Sometime in 2011, Brown told her that certain deputies were approaching inmates and offering to smuggle in contraband for a bribe. The FBI decided to get a cellphone to Brown for the dual purpose of setting up the corrupt deputy — Gilbert Michel — to take the bribe, and to enable Brown to report jail beatings in real time, possibly even to take photos as evidence, she said.

She countered arguments by Sexton’s attorney that the FBI had engaged in a “poorly planned and extremely dangerous” operation by giving the phone to a violent inmate serving more than 400 years with 15 felonies on his record, something that the defense attorney said could allow Brown and other inmates to plan an escape or arrange a hit on a witness.

Marx said that calls and text messages were closely monitored in real time, and that the phone service could be terminated by agents. Brown made only two calls that weren’t to his FBI handler, an undercover agent — and it was calls from a cellmate, who had seen Brown receive the phone and wanted to call his girlfriend, Marx said.

Soon after Brown received the phone, it was discovered by deputies during a routine search, wrapped in a glove and hidden in a potato chip bag. A few days later, Marx discovered on the sheriff’s online database that Brown was marked as having been released to another agency. Unbeknown to her, he was being moved around by Sexton and others within the jail system under a different fake name, making it impossible for agents to find him.


In the meantime, sheriff’s internal investigators, several of whom stand accused alongside Sexton of obstruction, were questioning Brown themselves, having discovered that the inmate had called Marx’s desk line at the civil rights squad of the FBI’s L.A. field office.

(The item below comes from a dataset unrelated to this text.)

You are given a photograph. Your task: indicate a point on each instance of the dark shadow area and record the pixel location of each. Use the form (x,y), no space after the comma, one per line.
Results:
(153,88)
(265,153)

“What’s the deal with the feds?” one asked Brown in an interview that was played for jurors Wednesday. “This is my house.... If you have a dirty backyard or a dirty house, do you want to clean it yourself or have someone do it for you?” said the deputy, whose identity wasn’t immediately clear from the recording.

Brown was initially reluctant to give investigators details about what he knew about the length and scope of the federal investigation.

“You want me to talk, I need a couple things,” he said. “You get me a cheeseburger, cigarettes and a soda and we can talk.”


Two weeks after the phone was discovered, Marx and another agent went to the jail to speak to Brown in person. About an hour later, a sergeant stormed into the room and said “This interview is over,” grabbed Brown and handed him to deputies behind him, Marx recalled.

“I told him it was going to be OK, and that we’ll get him out of there,” she said.

In the following days, directives went out within the Sheriff’s Department saying that no outside law enforcement agencies should be allowed to interview inmates without the permission of top executives, Marx testified.

Marx said that as the investigation continued, Sexton contacted her initially saying he wanted to talk to only her and off the record. After she refused, he eventually began cooperating and detailing how Brown was concealed within the jail system.


Sexton explained that because the system sends an alert if an inmate isn’t fingerprinted or entered into a background check system within 48 hours of booking, they had to continue booking him under a new name, Marx said. Sexton said Brown’s inmate file, known as a “records jacket,” was removed from the jail and kept in car trunks and safes, she testified.

Sexton’s attorney told jurors in opening statements that his client was only following orders from his superiors. He said Sexton was helping to hide Brown to protect him from corrupt deputies that he was informing on.

Marx is expected to resume her testimony Thursday.